「ハラル」認証めぐり、日本の中小企業が奮戦中

「ハラル」認証めぐり、日本の中小企業が奮戦中
 イスラム圏諸国とのビジネスを始めるにあたり、避けて通れないのが「ハラル」認定制度だ。このため、いま日本でもハラル認証をめぐる動きが活発化している。アラビア語で「許された」との意味を持つ「ハラル」はイスラム圏諸国で商品販売やサービスを始める際に、この認証を取得していれば、文字通り”お墨付き”となる制度だ。しかし、様々な安全基準にイスラム教の戒律に合致しているか否かを加味したもので、審査には複雑で細かい条件がある。
 日本では味の素やキューピーなどの大手企業が厳しい条件をクリアしてハラル認証を得ているが、いま奮戦中で健闘しているのが地方の中小企業だ。

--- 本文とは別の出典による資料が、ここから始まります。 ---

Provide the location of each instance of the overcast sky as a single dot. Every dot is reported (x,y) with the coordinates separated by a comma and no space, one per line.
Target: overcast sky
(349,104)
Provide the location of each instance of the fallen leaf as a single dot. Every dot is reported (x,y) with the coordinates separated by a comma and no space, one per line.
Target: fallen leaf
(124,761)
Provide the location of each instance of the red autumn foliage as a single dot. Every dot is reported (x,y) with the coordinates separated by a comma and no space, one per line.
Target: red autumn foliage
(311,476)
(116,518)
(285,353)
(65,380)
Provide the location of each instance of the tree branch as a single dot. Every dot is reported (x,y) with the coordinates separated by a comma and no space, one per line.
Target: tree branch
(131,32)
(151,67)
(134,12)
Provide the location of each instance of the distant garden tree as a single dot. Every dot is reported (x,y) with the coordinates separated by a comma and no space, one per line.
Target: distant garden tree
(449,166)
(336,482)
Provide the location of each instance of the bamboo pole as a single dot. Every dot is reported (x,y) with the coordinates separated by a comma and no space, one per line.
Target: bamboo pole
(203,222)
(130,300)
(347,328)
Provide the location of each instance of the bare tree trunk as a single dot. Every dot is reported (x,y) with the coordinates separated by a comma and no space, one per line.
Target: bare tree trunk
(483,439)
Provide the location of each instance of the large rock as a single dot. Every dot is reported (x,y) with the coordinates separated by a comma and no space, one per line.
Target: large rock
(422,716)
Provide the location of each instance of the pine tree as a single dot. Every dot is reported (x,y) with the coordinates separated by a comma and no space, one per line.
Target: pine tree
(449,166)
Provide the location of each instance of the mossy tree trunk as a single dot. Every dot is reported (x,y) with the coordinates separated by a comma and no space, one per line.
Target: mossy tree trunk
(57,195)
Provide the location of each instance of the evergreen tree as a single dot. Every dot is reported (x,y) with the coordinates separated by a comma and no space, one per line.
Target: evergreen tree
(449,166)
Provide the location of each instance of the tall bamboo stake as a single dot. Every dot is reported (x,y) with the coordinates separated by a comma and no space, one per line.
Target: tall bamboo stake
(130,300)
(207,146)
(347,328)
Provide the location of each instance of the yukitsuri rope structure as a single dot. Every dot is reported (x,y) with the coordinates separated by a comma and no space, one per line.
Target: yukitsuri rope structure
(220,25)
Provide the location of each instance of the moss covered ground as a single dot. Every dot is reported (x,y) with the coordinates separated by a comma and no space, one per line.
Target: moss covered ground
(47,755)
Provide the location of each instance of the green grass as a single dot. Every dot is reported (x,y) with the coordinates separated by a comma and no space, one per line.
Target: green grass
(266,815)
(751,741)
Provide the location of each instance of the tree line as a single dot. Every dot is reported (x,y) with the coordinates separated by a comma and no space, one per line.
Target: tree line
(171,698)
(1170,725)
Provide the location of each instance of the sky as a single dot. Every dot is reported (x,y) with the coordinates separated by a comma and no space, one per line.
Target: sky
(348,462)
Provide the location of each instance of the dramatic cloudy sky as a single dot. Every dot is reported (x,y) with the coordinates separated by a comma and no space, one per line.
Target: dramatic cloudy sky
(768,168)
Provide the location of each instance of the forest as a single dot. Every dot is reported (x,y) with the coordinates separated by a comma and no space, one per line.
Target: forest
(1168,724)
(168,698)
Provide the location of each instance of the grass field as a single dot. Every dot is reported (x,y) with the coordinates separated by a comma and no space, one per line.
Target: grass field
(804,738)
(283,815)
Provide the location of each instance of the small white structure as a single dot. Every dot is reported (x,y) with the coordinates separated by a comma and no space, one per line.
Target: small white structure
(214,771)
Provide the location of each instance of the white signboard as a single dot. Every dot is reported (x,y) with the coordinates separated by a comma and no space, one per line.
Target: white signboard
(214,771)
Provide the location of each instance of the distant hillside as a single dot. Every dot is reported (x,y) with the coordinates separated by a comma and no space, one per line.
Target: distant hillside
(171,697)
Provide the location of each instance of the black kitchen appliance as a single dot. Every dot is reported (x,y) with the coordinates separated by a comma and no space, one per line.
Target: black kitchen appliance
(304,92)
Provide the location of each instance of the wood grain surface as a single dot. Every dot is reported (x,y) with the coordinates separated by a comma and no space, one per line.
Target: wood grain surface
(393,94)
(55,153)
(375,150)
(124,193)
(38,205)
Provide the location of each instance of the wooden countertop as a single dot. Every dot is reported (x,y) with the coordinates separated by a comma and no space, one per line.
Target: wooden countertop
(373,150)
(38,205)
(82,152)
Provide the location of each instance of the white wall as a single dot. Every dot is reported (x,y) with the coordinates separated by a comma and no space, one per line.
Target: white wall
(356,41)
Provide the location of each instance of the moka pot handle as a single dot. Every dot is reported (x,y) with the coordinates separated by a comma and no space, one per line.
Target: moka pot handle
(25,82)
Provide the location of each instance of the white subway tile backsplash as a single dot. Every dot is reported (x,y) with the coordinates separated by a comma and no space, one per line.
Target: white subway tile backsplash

 例えば、使用する器具や方法にも細かい条件がある精肉については、2010年に青森県八戸市の食品加工のグローバルフィールドが、地元の青森県農産物生産組合が協同で商品化した鶏肉「青森シャモロック」のハラル認証を取得した。現時点では「ハラールチキン」(ミンチが冷凍1パック1㌔当たり3800円)などを日本在住のイスラム教徒向けに展開中だ。
 また意外だが、日本の伝統食材、味噌や醤油を取り扱う企業もハラル認証取得に積極的だ。これは欧米などと同様、今後はイスラム圏諸国でも認知されるのに伴い、”ヘルシー”と人気が高まるとみられる日本食の消費拡大を見越したもの。2011年にハラル認証を得た佐賀県西松浦郡の原田醤油店は、自社商品「濃口醤油」のイスラム圏諸国への販路拡大を目指している。味噌では2012年に長野県諏訪郡のひかり味噌が取得。2013年1月からマレーシア向けに出荷している。このほか、埼玉県上尾市の井上スパイス工業がカレー粉やスパイス商品のハラル認証を受け、輸出向け商品の開発に取り組んでいる。